For Christian Women Who Have Never Been Divorced
By Frelle on April 08, 2014
Featured Member Post
Let me start by saying that until 2009, I was one of you.
I know that there are plenty of women at your church who are deeply in love with fantastic partners, and they could never comprehend the possibility of divorcing. Maybe you’re one of them. Maybe you found a wonderful man who supports and encourages you, who makes time for you and for the kids, and works hard to make sure your family's happy and well-cared for. Sure your husband has his faults and shortcomings, nobody’s perfect. But he’s a great guy, and you made a commitment before God that you'd live together, forsaking all others, until death do you part. And you hope that your husband lives for a very long time. You wouldn’t want anything to steal the 40+ years of happiness you signed on for. And I get that. I’m happy for you.
But for every one of those relationships, there is one who is the exact opposite. Every marriage between two Christians who love God is not like your marriage. There are couples who make that same promise to live together forever, forsaking all others, vowing to love, honor and cherish one another for as long as they both shall live. But they don’t get what you got. Not even close. These couples don’t just have bad patches. Their whole marriage is one bad patch. There aren’t ups and downs. There are days that are bad, and days that are awful. They never learned how to have a healthy relationship, and these two sinful people just keep becoming more and more toxic to one another.
Image: Ronald Repolona via Flickr
You think you know that other people don’t have a great marriage, but really..? Do you really know that there are bad situations right in front of you every Sunday? There are women in your church who are not just unhappy, but whose spirits are dying. Women who for all the world seem like perfectly normal, suburban housewives, because they can’t tell anyone what their marriage is really like. But do you see the pain in their eyes? When you ask how they're doing, do you listen? Chances are good that you do know these women, you just don't hear what they're not saying. The signs are there, you're just busy with your own life.
I know because I became that woman with the vacant expression. I was honest for a while when people asked how I was doing, and no one really heard me.
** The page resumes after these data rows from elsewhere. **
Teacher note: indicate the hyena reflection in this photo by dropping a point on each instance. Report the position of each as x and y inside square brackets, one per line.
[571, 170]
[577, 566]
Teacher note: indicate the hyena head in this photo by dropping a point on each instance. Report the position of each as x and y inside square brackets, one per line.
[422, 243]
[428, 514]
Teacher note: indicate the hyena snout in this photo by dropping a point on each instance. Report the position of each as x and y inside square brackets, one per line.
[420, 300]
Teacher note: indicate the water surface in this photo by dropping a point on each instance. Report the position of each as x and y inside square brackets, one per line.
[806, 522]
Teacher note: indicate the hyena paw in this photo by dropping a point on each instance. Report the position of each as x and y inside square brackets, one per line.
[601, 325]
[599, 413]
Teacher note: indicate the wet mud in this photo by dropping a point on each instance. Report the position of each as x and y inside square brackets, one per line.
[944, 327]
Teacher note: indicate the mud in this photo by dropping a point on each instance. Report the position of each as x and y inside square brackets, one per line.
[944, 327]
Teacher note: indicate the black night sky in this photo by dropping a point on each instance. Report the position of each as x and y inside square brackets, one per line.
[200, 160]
Many of these are women just like you, who waited on God to give her the man she’d been praying for her whole life. She prepared her heart, she didn’t settle for less than God’s best for her, just like she was told. But she didn’t get the fairytale. Maybe she didn’t even get the amusing dysfunctional sitcom. There are women for whom there is no partnership, no support, and no encouragement. There is only disappointment, failure, fear, and pain. She has no dreams or aspirations for herself, she pours everything she has into the children, her only source of joy. She has no hope for happiness or fulfillment in her relationship, because all she can do is survive. She promised forever, before God and everyone, and that means there is no escape.
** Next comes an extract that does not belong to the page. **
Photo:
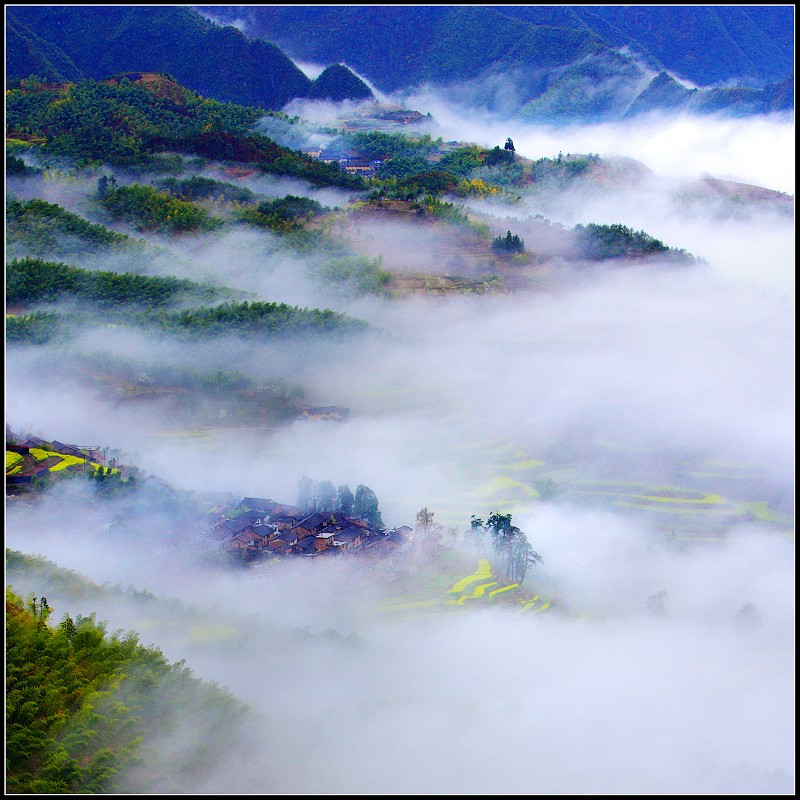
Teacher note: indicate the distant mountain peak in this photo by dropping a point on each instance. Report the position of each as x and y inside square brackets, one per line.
[337, 82]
And that's how I felt. I vowed the words "Till death do us part", and I meant them. I was already living my "happily ever after".
So much for that.
She has to keep it together for the sake of appearance. No one can know the failure she’s made of her marriage. She works so hard to serve and give and love and do, because all the books she’s read on being a Biblical wife and helpmeet tell her that if she just gives selflessly and respects her husband, he will love her. Her best just isn’t good enough, though, and she’s ashamed. The church tells her that divorce is not only sinful, it’s tantamount to law-breaking, and not an option if you’re a “real Christian”. Unfortunately, despite being made aware, the church won’t actually help her fix the problems in their marriage. The pastor and/or his wife might recommend couples therapy, but no one in the church actually wants to get their hands "dirty" providing real wisdom, support, and encouragement.